Certyfikacja. Kiedy, czego i dlaczego?
MD: Jestem za certyfikacją kwalifikacji, ale jest na to zdecydowanie za wcześnie. Mamy od niedawna normę ISO 19650, podyplomowe studia BIM-owe, kilkadziesiąt przetargów publicznych z wymogami osobowymi w zakresie BIM czy CDE. To nakreśla nam kierunek, ale jeszcze powinniśmy poczekać i obserwować zmiany za tym idące. Ważne jest też, aby rynek nie zamykał się na jedną organizację, która będzie mogła nadać certyfikat.
JB: Zgadzam się z Maćkiem. Certyfikacja nie jest potrzebna w sytuacji, gdy BIM dotyczy bardzo niszowych projektów realizowanych w gronie entuzjastów technologii. Problem zaczyna się, gdy skala wykorzystania zaczyna być istotnie większa, a czas realizacji projektu liczony w latach nie pozwala w sposób naturalny zweryfikować zmieniającej się wiedzy uczestników.
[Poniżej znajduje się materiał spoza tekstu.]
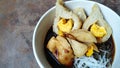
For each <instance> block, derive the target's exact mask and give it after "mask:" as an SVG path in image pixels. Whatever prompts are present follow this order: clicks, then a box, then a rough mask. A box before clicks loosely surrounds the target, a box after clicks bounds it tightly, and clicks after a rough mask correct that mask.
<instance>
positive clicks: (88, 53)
mask: <svg viewBox="0 0 120 68" xmlns="http://www.w3.org/2000/svg"><path fill="white" fill-rule="evenodd" d="M92 55H93V46H89V47H88V51H87V53H86V56H88V57H90V56H92Z"/></svg>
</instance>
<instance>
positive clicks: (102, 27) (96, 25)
mask: <svg viewBox="0 0 120 68" xmlns="http://www.w3.org/2000/svg"><path fill="white" fill-rule="evenodd" d="M90 31H91V33H92V34H93V35H94V36H95V37H98V38H101V37H103V36H104V35H106V34H107V32H106V30H105V28H104V27H102V26H99V25H97V24H93V25H92V26H91V28H90Z"/></svg>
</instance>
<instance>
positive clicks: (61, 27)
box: [57, 18, 73, 35]
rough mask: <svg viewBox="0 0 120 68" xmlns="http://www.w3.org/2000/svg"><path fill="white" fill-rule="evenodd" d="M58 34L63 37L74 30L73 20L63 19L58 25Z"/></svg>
mask: <svg viewBox="0 0 120 68" xmlns="http://www.w3.org/2000/svg"><path fill="white" fill-rule="evenodd" d="M57 26H58V34H59V35H63V33H69V32H70V31H71V29H72V26H73V21H72V19H68V20H66V19H64V18H62V19H61V20H60V21H59V22H58V24H57Z"/></svg>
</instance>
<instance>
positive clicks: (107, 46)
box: [44, 27, 115, 68]
mask: <svg viewBox="0 0 120 68" xmlns="http://www.w3.org/2000/svg"><path fill="white" fill-rule="evenodd" d="M52 36H57V35H56V34H55V33H54V32H53V30H52V27H51V28H50V29H49V30H48V32H47V35H46V38H45V41H44V52H45V55H46V58H47V60H48V62H49V63H50V65H51V66H52V67H53V68H68V67H66V66H64V65H62V64H60V63H59V62H58V60H57V59H56V58H55V56H54V55H53V54H52V53H51V52H50V51H49V50H48V49H47V48H46V46H47V43H48V41H49V39H50V38H51V37H52ZM96 45H97V47H98V49H99V51H100V52H99V53H98V52H94V54H93V56H94V58H95V59H98V54H99V55H101V56H102V55H103V52H102V50H105V51H108V53H107V54H106V58H108V59H110V63H108V64H111V65H112V62H113V60H114V55H115V44H114V40H113V37H112V36H111V37H110V38H109V40H108V41H106V42H104V43H101V44H96ZM69 68H73V66H71V67H69Z"/></svg>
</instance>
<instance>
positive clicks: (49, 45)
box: [47, 36, 74, 66]
mask: <svg viewBox="0 0 120 68" xmlns="http://www.w3.org/2000/svg"><path fill="white" fill-rule="evenodd" d="M47 48H48V49H49V50H50V51H51V52H52V54H53V55H54V56H55V57H56V58H57V59H58V61H59V62H60V63H61V64H64V65H66V66H69V65H72V63H73V58H74V55H73V51H72V49H71V46H70V44H69V43H68V42H67V40H66V39H65V38H64V37H61V36H57V37H56V38H55V37H52V38H51V39H50V40H49V42H48V44H47Z"/></svg>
Obecne już na rynku propozycje certyfikacji nie dotykają bardzo specjalistycznej wiedzy, a potwierdzają ogólne zrozumienie idei i zasad BIM. W naszym kraju widzimy już pierwsze pomysły standaryzacji działań w tym zakresie, kolejnym krokiem będzie wypracowanie konkretnych zasad/praktyk opartych o język uzyskiwanych korzyści – wtedy certyfikacja zyska wymiar praktyczny.
Standardy. Zdania przedstawicieli rynku są podzielone. Jak Panowie zapatrujecie się na kwestię standaryzacji?
MD: Każdy „standard” na początku jego wdrażania obniża efektywność, ale jeśli popatrzmy długofalowo, to zacznie nam przynosić pozytywne efekty. Weźmy przykład nazewnictwa plików czy warstw w plikach CAD. Aktualnie każda jednostka projektowa ma swój „standard”, który dla niej samej jest najlepszy na świecie. Jeśli popatrzmy jednak z szerszej perspektywy, to okaże się, że ten „standard” dla pozostałych nie jest najlepszy, bo ci pozostali mają swój najlepszy standard na świecie. I tak jest od wielu lat.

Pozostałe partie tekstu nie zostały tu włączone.